Health Information Compliance Alert

Published on Wed Sep 09, 2020 PDF

Tip: Use MFA and password controls to combat issues.

There’s no denying that COVID-19 isn’t going away anytime soon. What’s more, cyber criminals are using the pandemic to target remote workers, spread misinformation, and disrupt a myriad of industries, including healthcare.

Background: In addition to a plethora of releases from Department of Health and Human Services’ (HHS) auxiliary agencies, the Federal Bureau of Investigation (FBI) and the Cybersecurity and Infrastructure Security Agency (CISA), Interpol has also announced signs that cyberattacks are spreading across the globe, particularly to circumvent COVID-19 relief and care efforts. 

“An Interpol assessment of the impact of COVID-19 on cybercrime has shown a significant target shift from individuals and small businesses to major corporations, governments and critical infrastructure,” cautions an August 4 release. “With organizations and businesses rapidly deploying remote systems and networks to support staff working from home, criminals are also taking advantage of increased security vulnerabilities to steal data, generate profits and cause disruption,” Interpol says.

Plus: Reports suggest an increase in brute force attacks, too, which is worrisome. This kind of infiltration is best defined as a cyber-hijack that involves “brute force,” breaking systems by repeatedly trying different passwords until finding one that finally works. Once the encryption is compromised, the hackers can take down the system.

“Brute force attacks are a concern for any system that uses passwords as the sole authenticator. This is true for remote desktop, VPN [virtual private network], cloud-based systems, or anything else connected to the Internet,” warns Adam Kehler, CISSP, principal consultant and healthcare practice lead with Online Business Systems.

Pocket This Expert Insight to Thwart Attacks

Cyber criminals often use the same tactics over and over to force their way in an organization’s system and cause digital mayhem. Fortunately, “many systems these days have protections in place to protect against brute force attacks,” Kehler says. Read on for tips to circumvent cyberattacks with better password management and ensure your remote work is safe and secure.

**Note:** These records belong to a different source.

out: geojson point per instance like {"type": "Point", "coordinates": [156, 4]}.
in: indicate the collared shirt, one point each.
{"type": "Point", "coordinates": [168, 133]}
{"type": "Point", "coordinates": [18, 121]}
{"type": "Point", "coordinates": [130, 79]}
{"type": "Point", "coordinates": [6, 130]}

Institute rate limits: A great way to monitor for brute force attacks is by setting reasonable rate limits that restrict the number of times a remote user can attempt to log into your practice’s system, suggests Kehler. “For this reason, the most popular attacks against passwords these days involve password re-use and common passwords,” he explains.

Watch for credential stuffing: Another thing to avoid is using a password that’s already been compromised in a breach, which makes it easier for hackers to invade your system. “Password re-use attacks, or credential stuffing, involve taking a user’s credentials from a data breach and trying that same password on another system,” Kehler instructs. Additionally, this is a serious issue for remote work when the lines between work and home become blurred. Credential stuffing “takes advantage of the fact that many people use the same password for multiple systems, both personal and business,” he cautions.

Beware password spraying: “Common password attacks — password spraying —take a few popular passwords and ‘spray’ them across many user-IDs,” Kehler admits. Using multifactor authentication (MFA), requiring complex passwords, and training staff on best security practices are critical to sidestep password spraying.

Be on the lookout for phishing: Social engineering is on the rise and remains an ongoing COVID-19 issue for many healthcare organizations (see Health Information Compliance Alert, Vol. 20, No. 6). Unfortunately, “phishing attacks are [also] extremely effective at harvesting users’ passwords,” Kehler acknowledges.

However, Kehler advises that training is a top tool to stop phishing from becoming a problem for remote staff. “Organization[s] should be conducting regular phishing exercises and training to help users recognize phishing attacks. As much as possible, the organizations should be providing tools and systems that keep ePHI [electronic protected health information] off of the end-user’s systems and within the confines of the server environment,” he counsels.

Reminder: As the pandemic evolves, you may need to revisit your VPN controls and remote work policies often. A comprehensive risk analysis is essential to see understand your firm’s weaknesses and to address them with risk management and staff training. Your end game should always be to not only secure your organization’s data but to also protect your patients’ welfare and safeguard their ePHI.

Resource: Read the Interpol report at www.interpol.int/en/News-and-Events/News/2020/INTERPOL-report-shows-alarming-rate-of-cyberattacks-during-COVID-19.